Plastikfrei Einkaufen: ein Samstagmorgen auf dem Markt

Ok, ich gebe zu, morgens war es nicht mehr wirklich. Denn als ich nach meinem Sportkurs auf dem Markt ankam, war es schon 12 Uhr. 😀 Seit längerer Zeit hatte ich es endlich mal wieder auf den Markt geschafft! Seit meinem Auslandsjahr in Frankreich liebe ich Märkte! Auch wenn man unsere deutschen Märkte, nicht mit denen in Frankreich vergleichen kann. In la belle France sind die Märkte deutlich günstiger als die Supermärkte, es gibt Marktschreier, Leute die miteinander feilschen und supergünstige Rabatte kurz vor Marktschluss. Außerdem entdeckt man dort immer wieder neue Gerüche, Geschmäcker und Produkte. In Frankreich auf den Markt zu gehen, ist immer ein Erlebnis. Ein wahres Paradies für Gemüse und Frischobst-Anbeter*innen! Besonders da, wo ich meinen Freiwilligendienst leistete, nämlich in einer kleinen Stadt namens Vienne, südlich von Lyon. Dort gibt es nämlich einen der größten Freiluftmärkte mit über 400 Ständen und Zehntausende Besucher*innen. Es ist wahrlich ein Spektakel und kaum mit dem kleinen Markt hier in Göttingen zu vergleichen. Trotzdem liebe ich es den Samstagmorgen/-vormittag/-mittag dort zu verbringen.

Dieses Mal war ich mit der Mission dort, auch die Plastiktüten an den Marktständen abzulehnen, auch wenn sie mit „Die sind aus Maisstärke!“ angepriesen werden (denn Bioplastik ist nicht ein Allheilmittel und DIE Lösung, aber dazu mehr in einem anderen Blogpost). Mit einer Tragetasche und mehreren Jutebeuteln ausgestattet zog ich also los. Wie vermutet, war es so total einfach dem Plastik hier zu entgehen. Denn wenn mich die Verkäufer*innen schon mit meinen mitgebrachten Beuteln sahen, legten sie mir die Ware schon fast von alleine in meine eigene Tasche!
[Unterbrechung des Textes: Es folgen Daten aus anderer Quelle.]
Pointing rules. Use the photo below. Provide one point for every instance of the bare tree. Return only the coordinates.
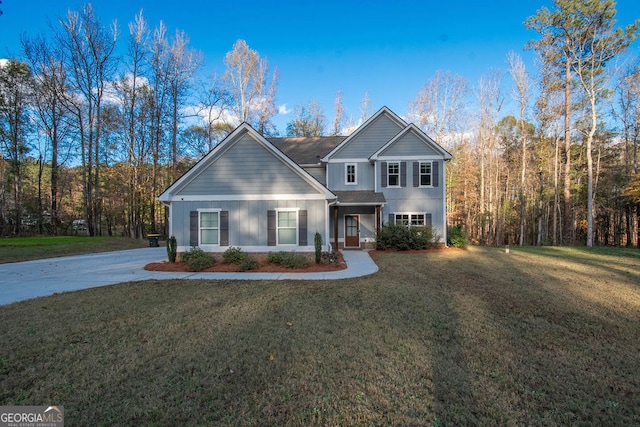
(252, 92)
(520, 77)
(339, 115)
(438, 107)
(88, 47)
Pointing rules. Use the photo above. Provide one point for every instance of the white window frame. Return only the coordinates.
(200, 228)
(411, 220)
(421, 174)
(355, 174)
(389, 164)
(278, 211)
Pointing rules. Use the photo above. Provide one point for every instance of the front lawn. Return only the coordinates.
(541, 336)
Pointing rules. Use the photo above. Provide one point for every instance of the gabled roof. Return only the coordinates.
(421, 135)
(307, 150)
(219, 150)
(384, 110)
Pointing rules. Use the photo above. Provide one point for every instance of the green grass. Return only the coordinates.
(540, 336)
(29, 248)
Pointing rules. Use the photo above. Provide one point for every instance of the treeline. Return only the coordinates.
(96, 124)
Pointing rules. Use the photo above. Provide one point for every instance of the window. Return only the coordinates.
(209, 227)
(425, 174)
(410, 219)
(350, 174)
(393, 174)
(287, 227)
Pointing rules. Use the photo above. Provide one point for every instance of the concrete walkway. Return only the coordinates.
(25, 280)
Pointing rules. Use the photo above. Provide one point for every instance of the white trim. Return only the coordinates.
(344, 221)
(297, 227)
(244, 197)
(420, 174)
(399, 184)
(346, 173)
(200, 212)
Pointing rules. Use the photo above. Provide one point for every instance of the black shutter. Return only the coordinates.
(435, 178)
(403, 174)
(302, 228)
(383, 174)
(224, 228)
(193, 228)
(271, 228)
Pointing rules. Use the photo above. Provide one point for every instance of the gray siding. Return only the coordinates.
(370, 139)
(248, 221)
(409, 145)
(247, 167)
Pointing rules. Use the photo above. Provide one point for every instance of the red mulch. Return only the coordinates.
(265, 267)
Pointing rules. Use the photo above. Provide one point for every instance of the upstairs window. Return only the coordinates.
(425, 174)
(393, 174)
(350, 174)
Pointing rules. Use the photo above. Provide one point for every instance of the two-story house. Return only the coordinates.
(274, 194)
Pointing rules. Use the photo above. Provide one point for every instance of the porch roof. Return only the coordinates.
(360, 198)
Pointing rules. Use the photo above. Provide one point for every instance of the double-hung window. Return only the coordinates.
(393, 174)
(425, 174)
(287, 227)
(410, 219)
(209, 227)
(351, 177)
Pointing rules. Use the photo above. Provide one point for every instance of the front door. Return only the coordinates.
(351, 231)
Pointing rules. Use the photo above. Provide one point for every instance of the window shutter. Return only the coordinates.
(271, 228)
(435, 175)
(383, 174)
(403, 174)
(193, 228)
(302, 228)
(224, 228)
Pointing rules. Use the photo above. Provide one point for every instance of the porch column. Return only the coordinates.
(335, 228)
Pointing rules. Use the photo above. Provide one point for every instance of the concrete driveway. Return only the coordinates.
(25, 280)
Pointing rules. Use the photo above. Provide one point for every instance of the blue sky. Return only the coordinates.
(386, 48)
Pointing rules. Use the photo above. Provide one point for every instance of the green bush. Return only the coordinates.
(288, 259)
(172, 249)
(456, 237)
(234, 255)
(403, 238)
(245, 261)
(197, 259)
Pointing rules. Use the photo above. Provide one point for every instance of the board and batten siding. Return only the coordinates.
(247, 167)
(370, 139)
(247, 223)
(408, 145)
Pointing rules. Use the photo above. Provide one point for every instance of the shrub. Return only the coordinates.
(245, 261)
(288, 259)
(234, 255)
(172, 249)
(318, 245)
(330, 257)
(197, 259)
(456, 237)
(402, 237)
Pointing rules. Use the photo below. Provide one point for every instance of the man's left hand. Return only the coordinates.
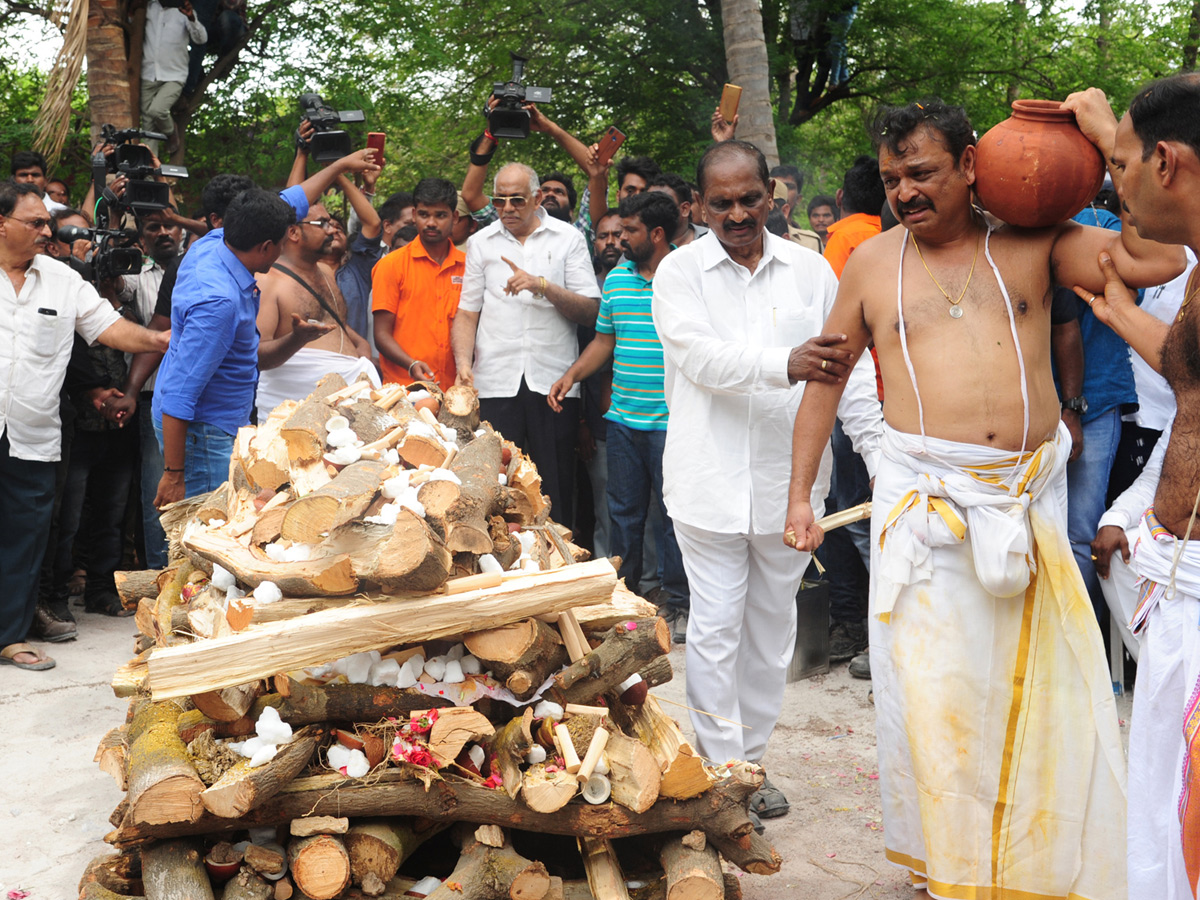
(521, 280)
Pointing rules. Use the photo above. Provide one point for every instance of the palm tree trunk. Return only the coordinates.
(745, 55)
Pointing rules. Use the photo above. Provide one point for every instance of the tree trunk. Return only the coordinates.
(745, 55)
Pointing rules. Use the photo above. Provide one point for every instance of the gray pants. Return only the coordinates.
(157, 99)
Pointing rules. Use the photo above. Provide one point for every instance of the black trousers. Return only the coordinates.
(546, 437)
(27, 502)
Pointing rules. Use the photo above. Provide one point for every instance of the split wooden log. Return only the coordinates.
(522, 654)
(623, 652)
(111, 755)
(120, 874)
(605, 879)
(693, 869)
(341, 501)
(460, 411)
(247, 885)
(324, 576)
(379, 846)
(683, 772)
(174, 870)
(304, 431)
(319, 865)
(241, 789)
(486, 873)
(633, 772)
(405, 556)
(162, 783)
(309, 703)
(227, 705)
(316, 639)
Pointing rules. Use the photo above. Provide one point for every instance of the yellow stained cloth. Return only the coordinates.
(1000, 755)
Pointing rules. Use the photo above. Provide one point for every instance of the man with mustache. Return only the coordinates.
(1001, 766)
(739, 313)
(300, 300)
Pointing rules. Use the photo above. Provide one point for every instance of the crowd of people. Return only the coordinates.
(658, 360)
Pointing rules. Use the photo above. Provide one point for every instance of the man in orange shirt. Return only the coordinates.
(415, 293)
(859, 198)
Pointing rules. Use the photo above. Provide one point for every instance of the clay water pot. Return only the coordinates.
(1036, 168)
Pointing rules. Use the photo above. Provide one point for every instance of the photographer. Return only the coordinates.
(207, 383)
(45, 304)
(165, 65)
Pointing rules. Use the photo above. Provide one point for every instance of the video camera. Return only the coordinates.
(330, 143)
(509, 119)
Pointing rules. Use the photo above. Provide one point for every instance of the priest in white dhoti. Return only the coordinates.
(1001, 767)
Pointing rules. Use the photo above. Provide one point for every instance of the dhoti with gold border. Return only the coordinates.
(1001, 767)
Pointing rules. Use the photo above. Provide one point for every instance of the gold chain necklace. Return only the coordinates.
(955, 310)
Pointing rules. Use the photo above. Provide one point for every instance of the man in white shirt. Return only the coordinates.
(165, 65)
(42, 303)
(739, 313)
(528, 282)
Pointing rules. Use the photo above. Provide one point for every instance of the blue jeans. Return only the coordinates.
(1087, 483)
(207, 456)
(155, 550)
(635, 480)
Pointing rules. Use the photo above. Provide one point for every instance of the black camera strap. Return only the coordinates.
(306, 286)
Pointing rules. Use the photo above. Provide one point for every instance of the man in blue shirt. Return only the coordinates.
(207, 382)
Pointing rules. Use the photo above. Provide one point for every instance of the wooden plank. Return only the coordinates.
(262, 651)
Wenn ich auf dem Markt einkaufen gehe, versuche ich auch wie im Supermarkt auf regionale Produkte zu setzen. (Natürlich landet auch mal Banane, Orange, Mango oder Papaya in meinem Korb. Denn nur von Äpfeln und Birnen zu leben, ist mir dann doch leider zu einseitig im Winter.)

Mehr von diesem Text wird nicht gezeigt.